Real Cop Details in Your Fictional World
Reading and online research will give you a general background on how cops operate on a daily basis
Knowing a law enforcement officer who is willing to share details about procedures, daily life, worst case scenarios and the like
is gold. Connect with your local law enforcement agency to find a resource. It may take some doing because cops are busy.

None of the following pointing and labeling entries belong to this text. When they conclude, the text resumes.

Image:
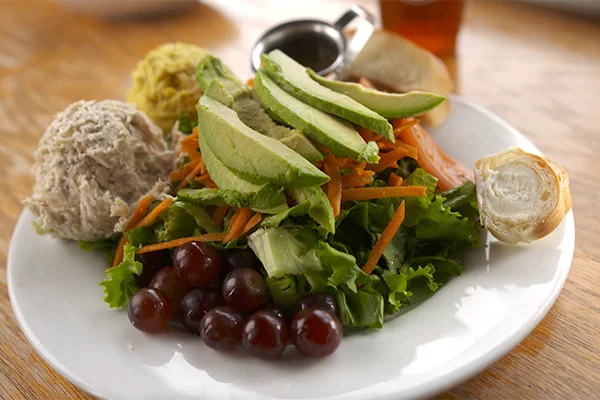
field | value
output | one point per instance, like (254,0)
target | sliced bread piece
(522,197)
(395,63)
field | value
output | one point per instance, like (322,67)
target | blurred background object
(432,24)
(124,8)
(584,7)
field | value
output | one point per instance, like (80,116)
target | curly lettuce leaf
(273,221)
(119,284)
(440,223)
(320,209)
(361,309)
(107,247)
(269,199)
(463,200)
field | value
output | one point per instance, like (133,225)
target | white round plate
(467,325)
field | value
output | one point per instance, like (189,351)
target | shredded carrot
(385,146)
(366,134)
(181,173)
(139,212)
(411,151)
(219,215)
(197,170)
(394,180)
(209,237)
(162,206)
(136,217)
(203,178)
(357,175)
(386,237)
(355,194)
(237,223)
(388,160)
(334,186)
(256,218)
(119,254)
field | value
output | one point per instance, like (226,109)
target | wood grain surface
(539,69)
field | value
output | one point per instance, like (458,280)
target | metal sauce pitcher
(318,44)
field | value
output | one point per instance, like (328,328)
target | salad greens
(303,248)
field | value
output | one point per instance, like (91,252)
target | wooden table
(538,69)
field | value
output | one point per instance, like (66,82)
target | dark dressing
(311,49)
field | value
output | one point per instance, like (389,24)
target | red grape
(316,332)
(167,281)
(196,304)
(197,264)
(275,309)
(221,328)
(265,335)
(318,300)
(244,289)
(152,263)
(149,310)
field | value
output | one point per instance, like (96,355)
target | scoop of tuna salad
(93,164)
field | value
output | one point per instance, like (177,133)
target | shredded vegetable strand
(180,174)
(237,223)
(386,237)
(209,237)
(394,180)
(219,215)
(138,215)
(355,194)
(388,159)
(366,134)
(162,206)
(357,183)
(198,169)
(334,186)
(357,175)
(404,123)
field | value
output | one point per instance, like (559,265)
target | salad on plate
(290,209)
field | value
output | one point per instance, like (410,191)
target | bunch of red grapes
(222,297)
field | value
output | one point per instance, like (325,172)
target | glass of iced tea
(432,24)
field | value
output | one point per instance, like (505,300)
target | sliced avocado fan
(218,82)
(235,191)
(389,105)
(293,78)
(329,131)
(254,157)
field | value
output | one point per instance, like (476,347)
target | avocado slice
(220,83)
(238,192)
(320,210)
(293,78)
(389,105)
(252,114)
(329,131)
(250,155)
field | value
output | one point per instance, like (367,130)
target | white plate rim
(450,379)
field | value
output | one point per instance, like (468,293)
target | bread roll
(397,64)
(522,197)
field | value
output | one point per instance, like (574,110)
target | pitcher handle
(358,41)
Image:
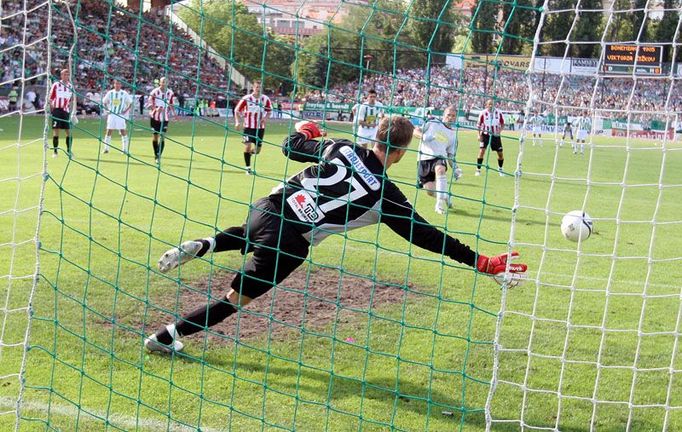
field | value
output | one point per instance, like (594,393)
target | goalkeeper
(437,149)
(345,188)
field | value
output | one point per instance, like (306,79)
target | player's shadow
(417,397)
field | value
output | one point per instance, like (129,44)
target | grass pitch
(597,324)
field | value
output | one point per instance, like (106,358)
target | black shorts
(60,119)
(495,142)
(427,170)
(158,126)
(278,249)
(253,135)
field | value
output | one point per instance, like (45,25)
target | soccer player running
(568,130)
(584,128)
(536,121)
(117,102)
(60,101)
(254,109)
(368,115)
(161,107)
(346,187)
(437,149)
(490,126)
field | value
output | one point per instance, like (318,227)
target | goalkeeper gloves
(310,129)
(497,265)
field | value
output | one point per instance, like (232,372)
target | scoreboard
(640,59)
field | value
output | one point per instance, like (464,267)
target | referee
(344,188)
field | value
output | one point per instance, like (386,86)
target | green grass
(107,218)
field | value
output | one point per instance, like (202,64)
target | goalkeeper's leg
(268,267)
(231,239)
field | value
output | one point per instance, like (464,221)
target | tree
(556,27)
(588,29)
(665,32)
(433,25)
(518,19)
(231,30)
(483,23)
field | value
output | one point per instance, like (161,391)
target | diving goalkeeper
(345,188)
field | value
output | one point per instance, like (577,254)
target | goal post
(371,333)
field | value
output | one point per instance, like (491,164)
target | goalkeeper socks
(233,238)
(197,320)
(442,188)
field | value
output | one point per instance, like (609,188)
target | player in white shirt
(584,127)
(536,121)
(437,150)
(117,103)
(368,116)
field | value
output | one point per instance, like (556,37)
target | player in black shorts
(345,187)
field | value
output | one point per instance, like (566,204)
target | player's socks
(232,238)
(204,317)
(442,188)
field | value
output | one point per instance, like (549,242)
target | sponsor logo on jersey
(305,207)
(360,168)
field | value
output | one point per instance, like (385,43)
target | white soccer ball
(576,226)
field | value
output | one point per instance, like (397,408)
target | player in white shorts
(368,115)
(584,127)
(437,150)
(117,103)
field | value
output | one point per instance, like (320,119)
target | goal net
(371,332)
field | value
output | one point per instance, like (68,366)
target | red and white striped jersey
(253,109)
(490,123)
(60,95)
(160,104)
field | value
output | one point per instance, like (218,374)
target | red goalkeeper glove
(310,129)
(496,266)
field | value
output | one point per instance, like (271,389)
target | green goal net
(370,332)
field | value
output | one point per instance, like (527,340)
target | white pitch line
(119,420)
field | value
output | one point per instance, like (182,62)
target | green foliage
(482,26)
(235,33)
(434,25)
(665,31)
(588,29)
(557,26)
(519,25)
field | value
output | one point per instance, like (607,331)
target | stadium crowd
(109,39)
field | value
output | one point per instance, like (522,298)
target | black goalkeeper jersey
(347,189)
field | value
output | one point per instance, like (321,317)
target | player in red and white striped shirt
(161,107)
(490,126)
(60,99)
(254,109)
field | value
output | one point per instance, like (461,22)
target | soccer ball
(576,226)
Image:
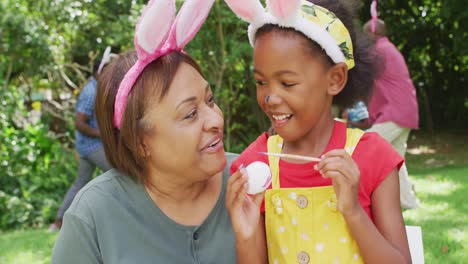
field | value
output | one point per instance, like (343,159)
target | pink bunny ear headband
(316,22)
(373,15)
(157,34)
(106,57)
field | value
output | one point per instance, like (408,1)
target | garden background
(47,50)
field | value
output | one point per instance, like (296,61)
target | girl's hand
(338,165)
(244,209)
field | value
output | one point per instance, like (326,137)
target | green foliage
(223,51)
(35,168)
(52,45)
(431,36)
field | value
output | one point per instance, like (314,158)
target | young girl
(344,208)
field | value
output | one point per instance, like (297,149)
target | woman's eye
(260,82)
(286,84)
(192,114)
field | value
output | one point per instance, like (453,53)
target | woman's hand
(243,209)
(338,165)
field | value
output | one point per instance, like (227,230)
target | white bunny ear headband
(316,22)
(157,34)
(106,57)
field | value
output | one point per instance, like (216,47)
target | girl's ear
(337,78)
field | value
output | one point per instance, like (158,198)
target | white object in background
(416,245)
(259,177)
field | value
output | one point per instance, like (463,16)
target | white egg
(259,177)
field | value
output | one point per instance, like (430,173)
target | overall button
(301,201)
(303,257)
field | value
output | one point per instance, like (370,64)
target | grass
(438,166)
(26,246)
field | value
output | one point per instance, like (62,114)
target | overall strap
(275,145)
(353,135)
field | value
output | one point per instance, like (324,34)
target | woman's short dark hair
(123,148)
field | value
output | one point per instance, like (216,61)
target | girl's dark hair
(361,77)
(123,148)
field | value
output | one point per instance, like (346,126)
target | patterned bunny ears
(157,34)
(317,23)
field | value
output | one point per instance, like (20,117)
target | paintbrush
(291,156)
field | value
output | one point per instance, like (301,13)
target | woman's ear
(143,149)
(337,78)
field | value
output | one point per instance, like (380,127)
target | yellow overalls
(303,224)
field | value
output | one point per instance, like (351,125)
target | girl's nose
(272,99)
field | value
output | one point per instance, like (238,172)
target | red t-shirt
(375,157)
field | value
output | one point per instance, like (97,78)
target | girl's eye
(211,100)
(286,84)
(191,115)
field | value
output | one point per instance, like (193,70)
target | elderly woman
(164,201)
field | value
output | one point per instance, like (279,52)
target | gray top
(113,220)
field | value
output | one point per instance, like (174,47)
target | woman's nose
(214,119)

Perhaps someone on the team can refer you to a recently retired detective who has more available time.
You’ll be on your way to verisimilitude that engages readers and doesn’t get your book tossed because of inaccurate details.

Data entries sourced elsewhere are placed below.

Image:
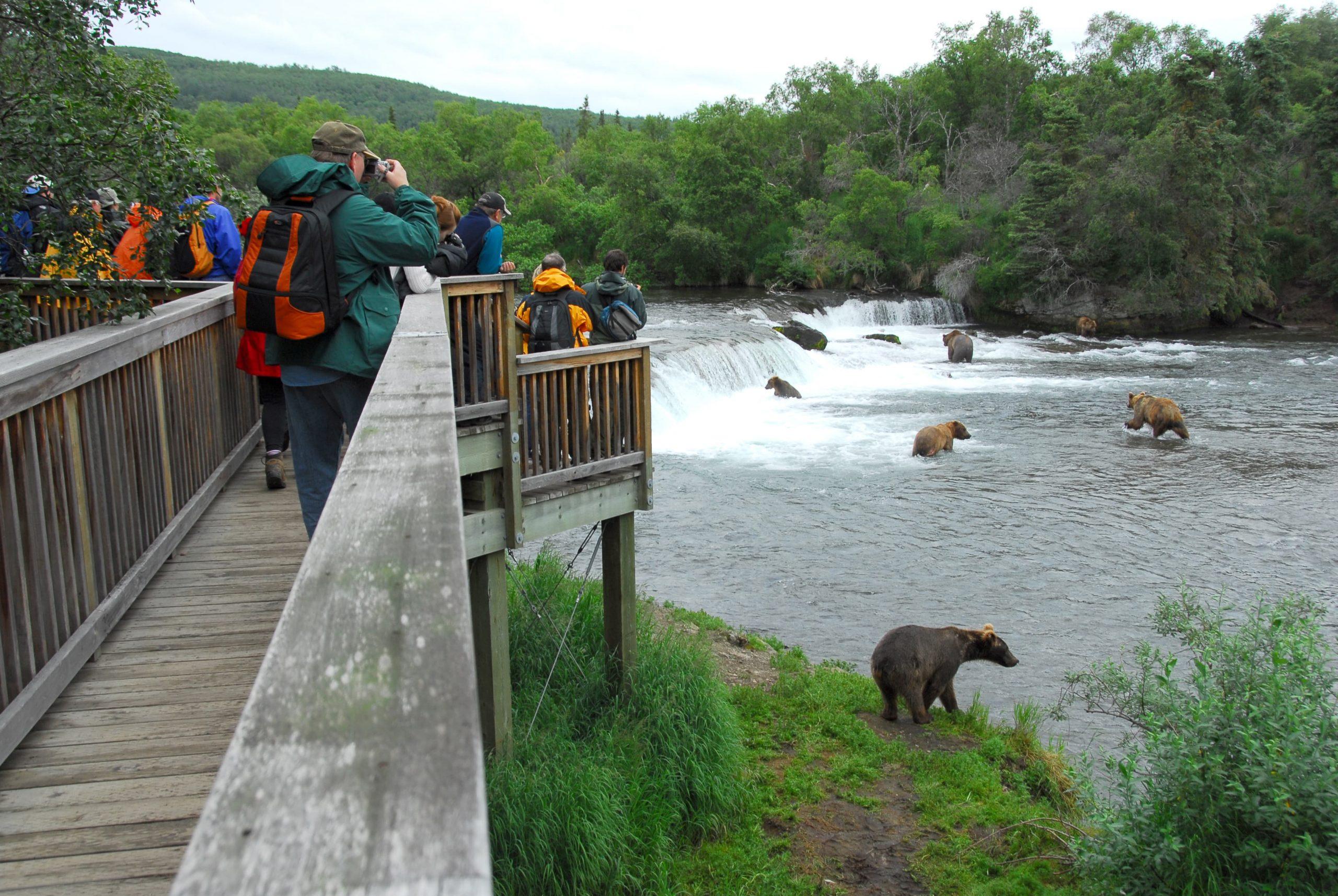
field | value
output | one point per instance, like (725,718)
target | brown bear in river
(782,389)
(1159,413)
(930,440)
(960,347)
(920,665)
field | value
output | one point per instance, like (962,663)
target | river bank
(822,795)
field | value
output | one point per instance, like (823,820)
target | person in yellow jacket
(87,241)
(552,317)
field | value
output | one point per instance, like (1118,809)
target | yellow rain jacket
(556,280)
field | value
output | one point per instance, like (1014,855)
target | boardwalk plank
(17,803)
(29,757)
(103,795)
(96,815)
(154,697)
(110,771)
(82,842)
(159,712)
(98,867)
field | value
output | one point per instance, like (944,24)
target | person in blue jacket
(220,234)
(481,232)
(17,241)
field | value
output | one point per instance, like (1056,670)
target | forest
(1157,176)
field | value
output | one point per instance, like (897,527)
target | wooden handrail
(586,411)
(113,442)
(61,316)
(357,765)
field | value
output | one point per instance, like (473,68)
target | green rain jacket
(610,286)
(366,241)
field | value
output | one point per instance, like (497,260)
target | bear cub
(930,440)
(1159,413)
(920,664)
(960,347)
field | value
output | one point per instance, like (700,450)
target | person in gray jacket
(612,285)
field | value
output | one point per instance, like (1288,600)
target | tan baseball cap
(342,137)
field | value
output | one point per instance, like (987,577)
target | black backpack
(287,283)
(550,324)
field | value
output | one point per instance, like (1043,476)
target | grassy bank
(692,787)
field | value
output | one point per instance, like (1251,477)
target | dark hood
(612,284)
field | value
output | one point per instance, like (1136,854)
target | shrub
(1229,782)
(604,794)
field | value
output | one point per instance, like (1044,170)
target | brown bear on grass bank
(930,440)
(960,347)
(1159,413)
(920,664)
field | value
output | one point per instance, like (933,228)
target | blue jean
(318,418)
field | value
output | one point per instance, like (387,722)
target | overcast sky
(663,59)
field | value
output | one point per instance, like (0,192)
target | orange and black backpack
(287,283)
(190,256)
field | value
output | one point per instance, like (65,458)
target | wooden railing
(586,412)
(113,442)
(357,765)
(482,341)
(51,316)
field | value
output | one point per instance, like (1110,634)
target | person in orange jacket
(552,317)
(130,252)
(273,410)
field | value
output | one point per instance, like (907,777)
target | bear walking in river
(960,347)
(920,664)
(1159,413)
(930,440)
(782,389)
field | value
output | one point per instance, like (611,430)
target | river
(810,521)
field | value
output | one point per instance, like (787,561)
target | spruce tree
(584,118)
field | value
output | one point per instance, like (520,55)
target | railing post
(156,363)
(491,637)
(514,470)
(645,494)
(620,597)
(70,404)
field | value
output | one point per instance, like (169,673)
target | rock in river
(804,336)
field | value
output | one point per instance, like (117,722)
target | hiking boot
(275,473)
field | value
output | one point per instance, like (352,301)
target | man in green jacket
(328,377)
(610,286)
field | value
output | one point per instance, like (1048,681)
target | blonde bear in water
(930,440)
(1159,413)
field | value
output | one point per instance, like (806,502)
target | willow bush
(1229,779)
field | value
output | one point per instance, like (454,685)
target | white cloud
(636,58)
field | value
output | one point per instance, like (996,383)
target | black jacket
(450,260)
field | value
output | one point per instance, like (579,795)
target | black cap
(494,201)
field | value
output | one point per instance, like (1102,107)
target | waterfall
(859,313)
(684,380)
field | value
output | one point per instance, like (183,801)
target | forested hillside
(1160,178)
(200,81)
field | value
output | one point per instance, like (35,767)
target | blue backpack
(620,321)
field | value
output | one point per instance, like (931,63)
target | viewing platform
(194,700)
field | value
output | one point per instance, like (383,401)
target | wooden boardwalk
(101,799)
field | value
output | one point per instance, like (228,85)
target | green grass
(680,788)
(604,794)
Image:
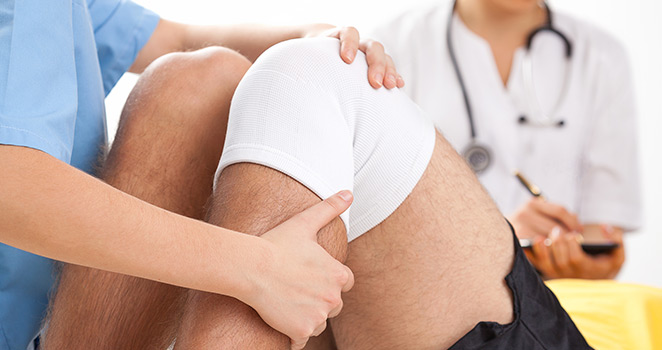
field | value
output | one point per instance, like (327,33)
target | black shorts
(540,321)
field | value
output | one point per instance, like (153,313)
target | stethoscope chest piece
(478,157)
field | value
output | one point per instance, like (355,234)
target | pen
(533,189)
(536,192)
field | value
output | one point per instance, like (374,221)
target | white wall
(634,22)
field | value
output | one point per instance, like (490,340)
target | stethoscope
(479,156)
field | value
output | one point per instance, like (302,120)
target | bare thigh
(433,269)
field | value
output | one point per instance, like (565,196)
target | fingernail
(556,232)
(345,195)
(400,81)
(349,55)
(579,238)
(380,78)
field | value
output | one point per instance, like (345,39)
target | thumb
(320,214)
(298,344)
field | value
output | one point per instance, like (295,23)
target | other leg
(166,151)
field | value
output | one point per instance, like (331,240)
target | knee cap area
(213,66)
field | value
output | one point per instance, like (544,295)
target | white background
(635,22)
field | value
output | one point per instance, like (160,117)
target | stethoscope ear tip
(523,120)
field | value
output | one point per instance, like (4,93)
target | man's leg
(253,199)
(441,257)
(166,152)
(434,260)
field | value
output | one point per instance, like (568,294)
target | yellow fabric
(613,315)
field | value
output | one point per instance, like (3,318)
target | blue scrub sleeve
(38,93)
(121,29)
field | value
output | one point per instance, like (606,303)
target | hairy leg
(427,274)
(166,152)
(253,199)
(433,269)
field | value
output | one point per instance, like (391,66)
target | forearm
(51,209)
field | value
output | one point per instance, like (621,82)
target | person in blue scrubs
(58,61)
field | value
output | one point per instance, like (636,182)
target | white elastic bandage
(304,112)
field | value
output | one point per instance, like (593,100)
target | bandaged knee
(302,111)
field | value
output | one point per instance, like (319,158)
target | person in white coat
(514,85)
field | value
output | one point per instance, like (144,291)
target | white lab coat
(590,165)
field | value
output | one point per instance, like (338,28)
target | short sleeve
(611,178)
(121,29)
(38,88)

Procedures vary from big city locations with many personnel
to small town cops who may call in the local sheriff’s department for crime scene details.

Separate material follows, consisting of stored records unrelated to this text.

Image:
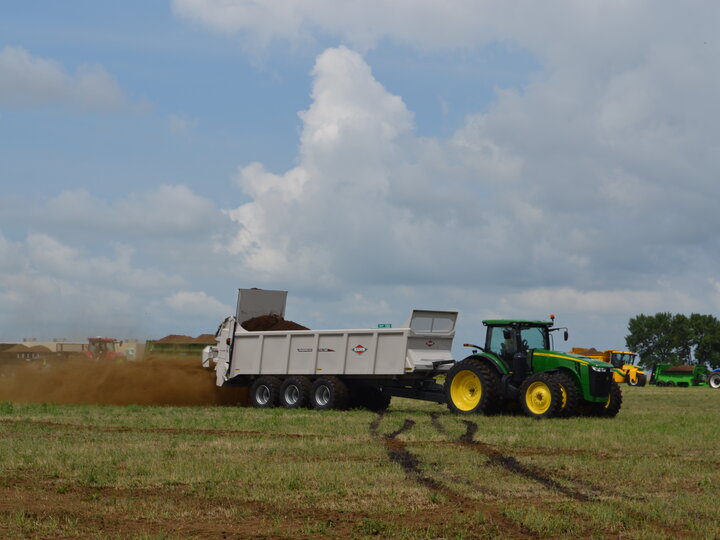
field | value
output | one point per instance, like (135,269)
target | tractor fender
(490,360)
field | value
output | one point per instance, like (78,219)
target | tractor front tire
(541,395)
(329,393)
(714,379)
(264,392)
(570,395)
(472,387)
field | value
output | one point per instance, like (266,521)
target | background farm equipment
(687,375)
(623,361)
(105,349)
(178,345)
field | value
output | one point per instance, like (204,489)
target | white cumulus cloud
(28,81)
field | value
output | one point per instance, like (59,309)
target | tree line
(675,339)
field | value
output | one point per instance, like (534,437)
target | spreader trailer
(331,369)
(336,369)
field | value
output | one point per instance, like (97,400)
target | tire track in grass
(159,430)
(398,453)
(508,462)
(512,465)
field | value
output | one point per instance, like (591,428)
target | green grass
(179,472)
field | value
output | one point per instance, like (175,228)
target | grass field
(416,471)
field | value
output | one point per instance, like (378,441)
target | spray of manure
(154,381)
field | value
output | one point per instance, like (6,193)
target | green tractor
(518,364)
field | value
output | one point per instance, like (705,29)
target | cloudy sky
(503,159)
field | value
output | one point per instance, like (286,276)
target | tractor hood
(596,365)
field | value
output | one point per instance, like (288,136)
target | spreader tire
(611,407)
(329,393)
(714,379)
(570,395)
(295,392)
(541,395)
(472,387)
(264,392)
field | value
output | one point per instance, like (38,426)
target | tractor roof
(521,322)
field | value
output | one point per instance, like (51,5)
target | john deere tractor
(517,364)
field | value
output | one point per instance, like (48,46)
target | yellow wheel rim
(563,395)
(538,397)
(465,390)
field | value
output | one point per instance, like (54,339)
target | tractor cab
(508,340)
(620,359)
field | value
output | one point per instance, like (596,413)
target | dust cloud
(154,381)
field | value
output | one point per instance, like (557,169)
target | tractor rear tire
(264,392)
(329,393)
(570,395)
(472,387)
(541,395)
(295,392)
(611,407)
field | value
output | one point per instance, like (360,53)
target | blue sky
(502,160)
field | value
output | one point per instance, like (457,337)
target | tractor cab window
(617,359)
(502,342)
(534,337)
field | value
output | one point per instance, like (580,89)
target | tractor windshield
(620,359)
(535,337)
(505,341)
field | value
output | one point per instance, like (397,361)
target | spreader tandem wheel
(471,387)
(329,393)
(295,392)
(264,392)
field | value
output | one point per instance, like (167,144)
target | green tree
(675,339)
(651,337)
(705,339)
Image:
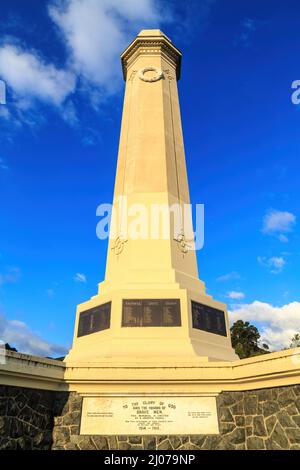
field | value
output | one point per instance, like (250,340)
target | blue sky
(59,133)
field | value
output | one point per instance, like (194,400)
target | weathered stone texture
(26,418)
(254,420)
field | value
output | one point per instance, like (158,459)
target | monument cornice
(142,45)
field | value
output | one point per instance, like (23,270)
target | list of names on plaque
(149,415)
(151,312)
(95,319)
(208,319)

Teams that may interact with your fictional cop:
- Crime scene specialists
- Forensics laboratory
- Coroner or Medical Examiner
Wherever your detective is located, make sure he is surrounded
by the right colleagues.
Writer Resources from Real Cops
B. Adam Richardson a police detective does a lot to actively support
writers in getting their facts right from cop lingo to procedures and jurisdiction. Find him at Writer’s Detective Bureau a podcast with the same name, an email newsletter Writer’s Detective APB, and a very active FaceBook group Writer’s Detective Q&A community where you can join with other writers to answer questions.
Police chief and retired homicide detective Derek Pacifico taught interview and interrogation techniques to law enforcement personnel world wide. He offers a course for writers on how to do the same. Writing Fictional Police Interrogations. His book Writers’ Guide to Homicide gives background and provides insights into what cops do when faced with legal parameters.
The forums and Facebook groups are places for you to get specific answers to details you want to include in your story. Responses come from other law enforcement folks, forensic scientists, and other professionals related to solving crime.
Resources like Derek Pacifico will read chapters and passages from your story to ensure you are representing a true-to-life scenario.
First Hand Research
Every novel takes background research. Mysteries often involve cops as well as civilians. Do the background research to make your story realistic and believable. Your readers will appreciate the work you do.